Mother Nature, the baddest bitch on earth, she's so clever, what she does is she turns the whole population into a Frankensteinian Melly Mary Shelley experiment. And so what happens is the body starts to develop personality disorders, maladaptations, people develop, people splinter off, develop weird dissociations from themselves because what nature is doing, it's his last gasp. Nature's trying to cleave and clutch and force some sort of mutation that basically someone's gonna go totally crazy. And in that last gasp, in that final drive at the stake, someone's going to strike gold and do something prolific with whatever personality change just occurred.
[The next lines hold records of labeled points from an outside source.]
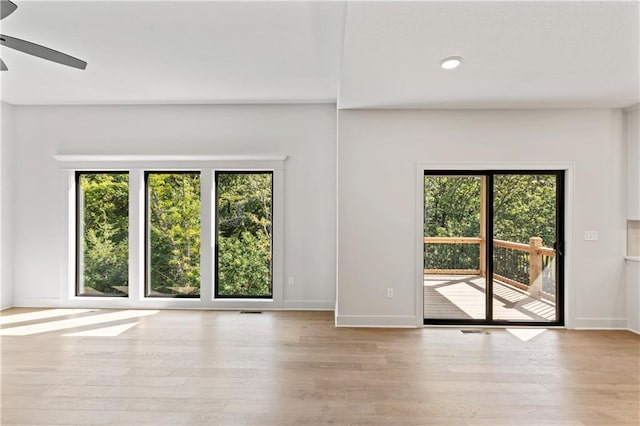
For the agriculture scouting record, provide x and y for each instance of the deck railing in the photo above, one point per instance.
(528, 267)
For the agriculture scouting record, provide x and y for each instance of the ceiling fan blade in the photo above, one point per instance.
(41, 52)
(7, 7)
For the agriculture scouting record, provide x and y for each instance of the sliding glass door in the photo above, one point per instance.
(493, 247)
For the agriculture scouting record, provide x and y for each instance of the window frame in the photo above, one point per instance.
(147, 235)
(136, 165)
(216, 222)
(79, 228)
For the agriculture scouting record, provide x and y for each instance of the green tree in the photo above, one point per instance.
(244, 234)
(105, 232)
(174, 217)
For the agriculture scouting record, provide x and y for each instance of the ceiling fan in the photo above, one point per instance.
(7, 7)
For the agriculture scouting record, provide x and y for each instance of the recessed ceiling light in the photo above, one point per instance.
(451, 62)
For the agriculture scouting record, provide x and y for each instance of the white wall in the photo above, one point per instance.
(6, 204)
(305, 133)
(378, 152)
(633, 265)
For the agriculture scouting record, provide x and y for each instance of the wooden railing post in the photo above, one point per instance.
(535, 266)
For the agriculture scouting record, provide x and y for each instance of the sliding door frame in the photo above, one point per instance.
(564, 203)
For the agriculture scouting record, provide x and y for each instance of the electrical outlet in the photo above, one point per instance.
(591, 235)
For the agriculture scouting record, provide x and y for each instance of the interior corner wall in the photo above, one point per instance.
(6, 204)
(378, 153)
(633, 265)
(306, 133)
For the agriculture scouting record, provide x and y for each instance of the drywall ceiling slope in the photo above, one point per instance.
(522, 54)
(176, 52)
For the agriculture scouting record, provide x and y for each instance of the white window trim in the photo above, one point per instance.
(569, 292)
(136, 165)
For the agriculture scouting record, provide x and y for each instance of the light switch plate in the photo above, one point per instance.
(591, 235)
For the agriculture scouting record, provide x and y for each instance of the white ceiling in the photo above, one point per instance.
(521, 54)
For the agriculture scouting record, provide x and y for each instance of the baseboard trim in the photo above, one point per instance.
(309, 305)
(600, 324)
(377, 321)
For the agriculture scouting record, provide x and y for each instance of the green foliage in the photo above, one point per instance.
(105, 232)
(174, 215)
(524, 207)
(244, 234)
(452, 206)
(244, 215)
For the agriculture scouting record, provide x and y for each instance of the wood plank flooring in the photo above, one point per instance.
(94, 367)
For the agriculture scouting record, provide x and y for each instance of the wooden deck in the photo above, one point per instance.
(463, 297)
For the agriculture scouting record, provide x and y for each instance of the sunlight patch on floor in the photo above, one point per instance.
(38, 315)
(45, 327)
(526, 334)
(112, 331)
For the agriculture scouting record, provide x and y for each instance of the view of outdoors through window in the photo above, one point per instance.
(243, 225)
(173, 232)
(103, 233)
(522, 211)
(244, 234)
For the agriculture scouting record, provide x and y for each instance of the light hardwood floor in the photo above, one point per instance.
(296, 368)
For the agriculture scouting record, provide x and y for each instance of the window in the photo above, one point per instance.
(102, 233)
(173, 234)
(175, 231)
(244, 267)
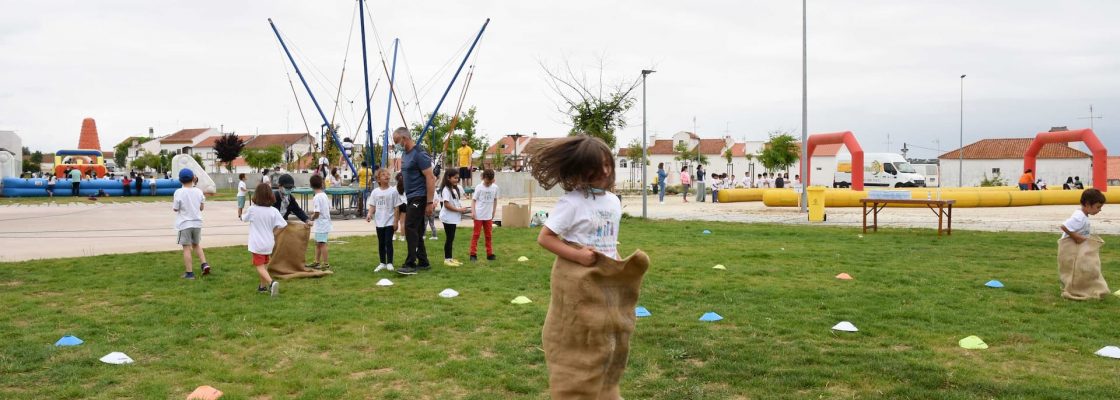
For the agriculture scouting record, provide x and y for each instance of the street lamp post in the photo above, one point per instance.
(804, 103)
(644, 164)
(516, 139)
(960, 150)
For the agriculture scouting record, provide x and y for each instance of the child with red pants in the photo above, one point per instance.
(485, 202)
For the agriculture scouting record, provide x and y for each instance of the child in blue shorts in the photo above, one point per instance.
(320, 223)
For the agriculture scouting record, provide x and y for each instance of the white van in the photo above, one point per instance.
(883, 169)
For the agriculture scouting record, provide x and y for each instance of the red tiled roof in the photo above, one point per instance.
(185, 136)
(277, 139)
(711, 146)
(210, 141)
(662, 147)
(739, 150)
(509, 145)
(1013, 149)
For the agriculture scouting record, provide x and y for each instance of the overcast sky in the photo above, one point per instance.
(876, 67)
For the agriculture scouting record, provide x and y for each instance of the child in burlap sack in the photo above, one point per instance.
(1079, 260)
(586, 334)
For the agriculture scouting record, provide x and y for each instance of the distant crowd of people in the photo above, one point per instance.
(1027, 182)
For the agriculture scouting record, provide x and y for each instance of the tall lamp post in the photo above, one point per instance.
(804, 103)
(516, 139)
(644, 165)
(960, 150)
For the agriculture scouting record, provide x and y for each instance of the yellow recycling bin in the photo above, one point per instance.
(815, 195)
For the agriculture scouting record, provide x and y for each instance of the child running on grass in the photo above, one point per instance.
(383, 204)
(451, 214)
(484, 204)
(242, 191)
(264, 224)
(188, 203)
(320, 223)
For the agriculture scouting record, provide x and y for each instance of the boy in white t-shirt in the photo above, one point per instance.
(1076, 226)
(383, 204)
(242, 189)
(187, 203)
(320, 223)
(485, 202)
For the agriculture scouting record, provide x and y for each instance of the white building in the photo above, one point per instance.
(1004, 157)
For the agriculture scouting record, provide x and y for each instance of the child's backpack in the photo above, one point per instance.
(539, 219)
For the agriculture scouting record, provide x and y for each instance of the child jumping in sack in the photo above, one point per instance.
(590, 318)
(1079, 260)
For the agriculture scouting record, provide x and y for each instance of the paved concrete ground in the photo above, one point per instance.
(59, 231)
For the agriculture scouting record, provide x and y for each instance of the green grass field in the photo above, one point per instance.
(342, 337)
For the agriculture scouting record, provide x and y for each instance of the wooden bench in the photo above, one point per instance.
(943, 211)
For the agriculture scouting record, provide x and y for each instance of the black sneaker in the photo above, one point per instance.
(407, 270)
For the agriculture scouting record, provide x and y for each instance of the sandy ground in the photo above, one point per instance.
(46, 231)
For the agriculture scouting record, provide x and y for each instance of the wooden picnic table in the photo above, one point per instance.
(943, 211)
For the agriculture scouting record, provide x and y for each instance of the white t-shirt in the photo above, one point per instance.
(188, 204)
(485, 198)
(587, 221)
(261, 222)
(384, 203)
(447, 215)
(322, 204)
(1078, 222)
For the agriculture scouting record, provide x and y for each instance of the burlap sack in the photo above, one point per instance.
(288, 254)
(1079, 268)
(590, 319)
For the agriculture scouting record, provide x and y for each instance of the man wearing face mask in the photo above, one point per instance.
(286, 203)
(419, 187)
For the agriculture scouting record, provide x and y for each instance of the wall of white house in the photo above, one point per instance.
(1053, 171)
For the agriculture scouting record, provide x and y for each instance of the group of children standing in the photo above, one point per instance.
(384, 208)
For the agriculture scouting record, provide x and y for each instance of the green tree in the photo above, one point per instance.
(593, 111)
(263, 158)
(441, 126)
(780, 152)
(229, 148)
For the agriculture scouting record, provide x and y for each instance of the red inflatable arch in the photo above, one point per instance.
(1086, 136)
(849, 140)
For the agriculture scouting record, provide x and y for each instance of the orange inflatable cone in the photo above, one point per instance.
(205, 393)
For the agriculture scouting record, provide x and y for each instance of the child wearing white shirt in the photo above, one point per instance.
(384, 202)
(451, 214)
(320, 223)
(264, 223)
(485, 202)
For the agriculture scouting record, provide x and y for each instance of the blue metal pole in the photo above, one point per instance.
(322, 114)
(432, 117)
(389, 110)
(365, 71)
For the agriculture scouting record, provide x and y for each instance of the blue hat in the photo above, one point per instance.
(186, 175)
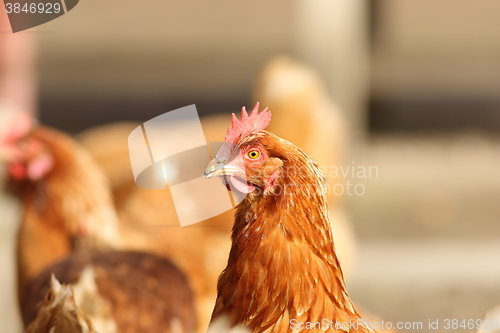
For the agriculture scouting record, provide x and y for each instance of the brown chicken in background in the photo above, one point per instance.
(282, 269)
(66, 200)
(201, 251)
(69, 215)
(148, 220)
(126, 292)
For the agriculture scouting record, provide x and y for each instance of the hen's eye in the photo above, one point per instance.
(253, 154)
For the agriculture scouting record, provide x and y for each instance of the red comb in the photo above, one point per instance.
(255, 122)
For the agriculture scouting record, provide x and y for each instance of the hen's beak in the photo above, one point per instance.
(220, 168)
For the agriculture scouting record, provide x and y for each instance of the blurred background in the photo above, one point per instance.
(418, 83)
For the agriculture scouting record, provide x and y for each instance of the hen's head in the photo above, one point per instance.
(251, 160)
(26, 157)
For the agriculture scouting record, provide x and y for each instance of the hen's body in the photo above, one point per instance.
(282, 268)
(143, 292)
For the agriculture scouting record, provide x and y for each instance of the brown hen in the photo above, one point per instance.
(282, 269)
(66, 201)
(126, 292)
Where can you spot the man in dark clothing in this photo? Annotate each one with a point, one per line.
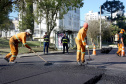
(46, 42)
(120, 42)
(65, 41)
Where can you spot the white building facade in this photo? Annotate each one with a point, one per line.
(14, 29)
(69, 26)
(93, 16)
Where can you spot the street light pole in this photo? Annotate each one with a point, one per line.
(100, 30)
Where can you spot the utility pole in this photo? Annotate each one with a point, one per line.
(40, 31)
(100, 30)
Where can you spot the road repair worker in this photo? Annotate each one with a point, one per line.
(65, 41)
(13, 42)
(81, 43)
(46, 42)
(120, 42)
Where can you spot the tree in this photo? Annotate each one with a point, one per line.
(26, 15)
(112, 7)
(93, 30)
(51, 10)
(6, 26)
(121, 21)
(5, 9)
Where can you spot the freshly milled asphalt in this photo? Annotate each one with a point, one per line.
(30, 69)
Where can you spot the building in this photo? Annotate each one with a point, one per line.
(69, 25)
(14, 29)
(93, 16)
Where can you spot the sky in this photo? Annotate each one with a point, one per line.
(89, 5)
(93, 5)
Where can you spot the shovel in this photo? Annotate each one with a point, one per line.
(88, 55)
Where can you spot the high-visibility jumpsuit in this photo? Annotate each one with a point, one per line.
(46, 43)
(65, 41)
(13, 42)
(120, 44)
(81, 43)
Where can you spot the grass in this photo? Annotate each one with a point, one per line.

So the body's just going to fudgeing, experiment the fuck out. It's going to turn you into a Frankenstein. You're going to just become a monster. This is actually what, what's happening to people.
This is actually 20, 30, 40 years. We're very early by the way. Like this, this gut thing hasn't really been a problem until the post industrial revolution, but the consequences have really sped up since Reagan, since I'd say about the 70s. And what's going to happen is nature is always going to battle to the extreme.
So it's going to start experimenting on men, which are the experimental sex. Nature does its best tricks on men, right? So because people's guts are so up, nature's like, you know what? We got to start making people go crazy.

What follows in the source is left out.